According to Doyle, social media is a good example of unstructured data. HPC can crunch that data extremely quickly and produce useful dataset that a bot can use, for example, to produce intelligent answers.
“The same is true in medicine or law – any enterprise field where number crunching is a factor. Unstructured Big Data is where HPC shines. The question facing people dealing with Big Data is how to make sense of it and get answers out of it quickly. In the past, you’d have had to buy a very specific big and expensive system to complete each task separately, and therefore only certain industries would have had access to it,” she said.
“While people have been talking about Big Data for a few years, the perception exists that it’s something easy to deal with. However the reality is that the technology is still in its infancy in terms of dealing with Big Data. HPC is part of the solution, but it’s a thorny set of problems being dealt with. This technology is becoming a lot more important to companies for this exact reason.”
Dell EMC sells a lot of its’ HPC products to research facilities and universities as well as to financial institutions but Doyle reports that is increasingly seeing sales happen to a wider range of buyers in the enterprise space as well.
“We’re now seeing sales happen across the board and our Isilon range of object-based storage is increasingly being bought for Big Data applications because you can use it as fast storage. It allows you to create a large scale data repository at a reasonable cost,” said Doyle.
But what’s reasonable?
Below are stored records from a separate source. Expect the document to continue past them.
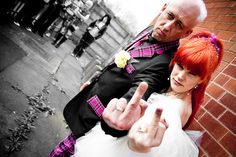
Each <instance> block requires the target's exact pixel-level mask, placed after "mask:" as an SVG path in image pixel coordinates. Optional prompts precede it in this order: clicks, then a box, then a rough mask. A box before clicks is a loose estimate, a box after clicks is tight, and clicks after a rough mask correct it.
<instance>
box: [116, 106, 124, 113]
mask: <svg viewBox="0 0 236 157" xmlns="http://www.w3.org/2000/svg"><path fill="white" fill-rule="evenodd" d="M116 110H117V111H120V112H123V111H124V109H123V108H121V107H120V106H118V105H116Z"/></svg>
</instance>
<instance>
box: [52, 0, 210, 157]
mask: <svg viewBox="0 0 236 157" xmlns="http://www.w3.org/2000/svg"><path fill="white" fill-rule="evenodd" d="M206 14H207V13H206V8H205V4H204V3H203V1H202V0H194V1H187V0H178V1H171V2H170V3H166V4H165V5H164V6H163V8H162V10H161V13H160V14H159V15H158V17H157V18H156V23H155V25H154V27H153V26H150V27H148V28H147V29H145V30H144V31H142V32H141V33H140V34H139V35H137V37H136V38H135V39H134V41H133V42H131V43H130V44H129V45H128V46H127V47H126V48H125V49H124V50H125V51H127V52H129V54H130V56H131V57H130V58H131V59H127V60H128V63H127V64H126V65H123V67H122V66H120V65H119V64H118V63H111V64H110V65H108V66H107V67H105V68H104V69H103V70H102V72H101V74H99V75H98V76H96V77H95V78H94V79H93V80H92V81H91V83H90V84H87V86H86V85H84V86H86V87H85V88H83V89H82V90H81V92H80V93H79V94H77V95H76V96H75V97H74V98H73V99H72V100H71V101H70V102H69V103H68V104H67V105H66V107H65V109H64V117H65V120H66V122H67V123H68V125H69V127H70V129H71V131H72V134H71V135H69V136H68V137H67V138H66V139H65V140H64V141H62V142H61V143H60V144H59V145H58V146H57V147H56V149H54V150H53V152H52V153H51V154H50V156H60V155H61V152H67V153H68V152H70V153H73V145H74V144H75V139H76V138H79V137H81V136H83V135H84V134H85V133H86V132H88V131H89V130H90V129H91V128H93V127H94V126H95V124H96V123H97V122H98V121H101V124H102V127H103V130H104V131H105V132H106V133H108V134H111V135H112V136H116V137H120V136H124V135H126V134H127V132H128V130H129V128H130V127H131V126H132V124H133V123H134V122H135V121H136V120H137V119H138V118H139V117H140V115H141V114H142V113H141V112H142V110H141V107H140V106H139V105H133V104H134V103H133V102H132V100H131V101H130V102H129V103H128V105H127V101H129V100H130V99H131V97H132V95H133V94H134V92H135V90H136V88H137V86H138V85H139V83H140V82H143V81H144V82H147V83H148V89H147V91H146V93H145V94H144V96H143V99H145V100H146V99H147V98H148V97H149V95H150V94H151V93H152V92H161V91H162V90H163V89H165V88H167V87H168V86H169V83H168V82H169V81H167V78H168V75H169V73H168V66H169V62H170V60H171V58H172V56H173V54H174V52H175V51H176V49H177V47H178V45H179V39H180V38H184V37H186V36H188V35H189V34H191V32H192V29H193V27H194V26H196V25H197V24H198V23H199V22H201V21H203V20H204V18H205V17H206ZM122 52H124V51H122ZM117 56H119V55H117ZM116 59H117V58H116ZM119 67H122V68H119ZM113 98H118V99H113ZM108 103H109V106H108V108H107V109H106V111H105V113H104V114H103V111H104V109H105V107H106V106H107V104H108ZM123 110H124V111H123ZM102 114H103V119H104V120H105V121H106V122H104V121H103V119H102V117H101V116H102Z"/></svg>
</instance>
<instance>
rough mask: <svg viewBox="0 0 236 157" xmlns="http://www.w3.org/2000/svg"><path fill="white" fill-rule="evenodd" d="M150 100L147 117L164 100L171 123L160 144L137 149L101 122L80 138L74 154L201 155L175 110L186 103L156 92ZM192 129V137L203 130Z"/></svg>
mask: <svg viewBox="0 0 236 157" xmlns="http://www.w3.org/2000/svg"><path fill="white" fill-rule="evenodd" d="M148 102H149V103H150V105H149V106H148V108H147V110H146V111H145V115H144V117H145V120H146V121H149V122H150V121H151V119H152V116H153V114H154V113H155V110H156V106H158V105H160V104H163V105H161V106H162V107H163V113H162V114H163V116H164V117H165V120H166V122H167V123H168V124H169V127H168V129H167V130H166V132H165V134H164V137H163V140H162V143H161V145H160V146H159V147H155V148H152V150H151V151H150V152H149V153H137V152H133V151H131V150H130V149H129V148H128V146H127V140H128V138H127V136H125V137H122V138H114V137H112V136H110V135H106V134H104V132H103V130H102V129H101V126H100V123H98V124H97V125H96V126H95V127H94V128H93V129H92V130H91V131H89V132H88V133H87V134H86V135H85V136H83V137H81V138H79V139H77V141H76V145H75V154H74V155H73V156H72V157H197V156H198V147H197V145H196V144H195V143H194V142H193V139H192V138H190V136H189V135H188V134H189V133H188V134H187V133H186V131H183V130H182V127H181V126H182V125H181V120H180V115H179V114H178V112H176V111H175V110H178V109H177V106H178V105H183V103H184V102H183V101H182V100H180V99H176V98H174V97H170V96H164V95H160V94H152V95H151V96H150V98H149V99H148ZM147 115H148V116H147ZM190 133H191V134H192V136H191V137H196V135H197V136H198V134H199V133H200V132H197V131H196V132H195V131H192V132H190ZM193 135H194V136H193ZM199 136H200V134H199Z"/></svg>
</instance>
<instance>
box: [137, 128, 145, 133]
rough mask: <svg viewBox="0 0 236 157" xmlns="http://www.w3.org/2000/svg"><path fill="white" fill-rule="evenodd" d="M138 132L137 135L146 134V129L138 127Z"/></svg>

HPC isn’t cheap but Doyle said the question of whether it’s expensive is really a ’how long is a piece of string’ question.
“How much data do you need to crunch? How regularly are you going to be doing that? In general it’s not that HPC is expensive to get involved with but rather that the trick to doing it competitively lies in using the right software sitting in a layer over your data to extract information,” she said.
“If you take loads of raw data from many different sources in a variety of formats, how do you collate that and interrogate it in a meaningful fashion? Whether that’s expensive or not varies massively.”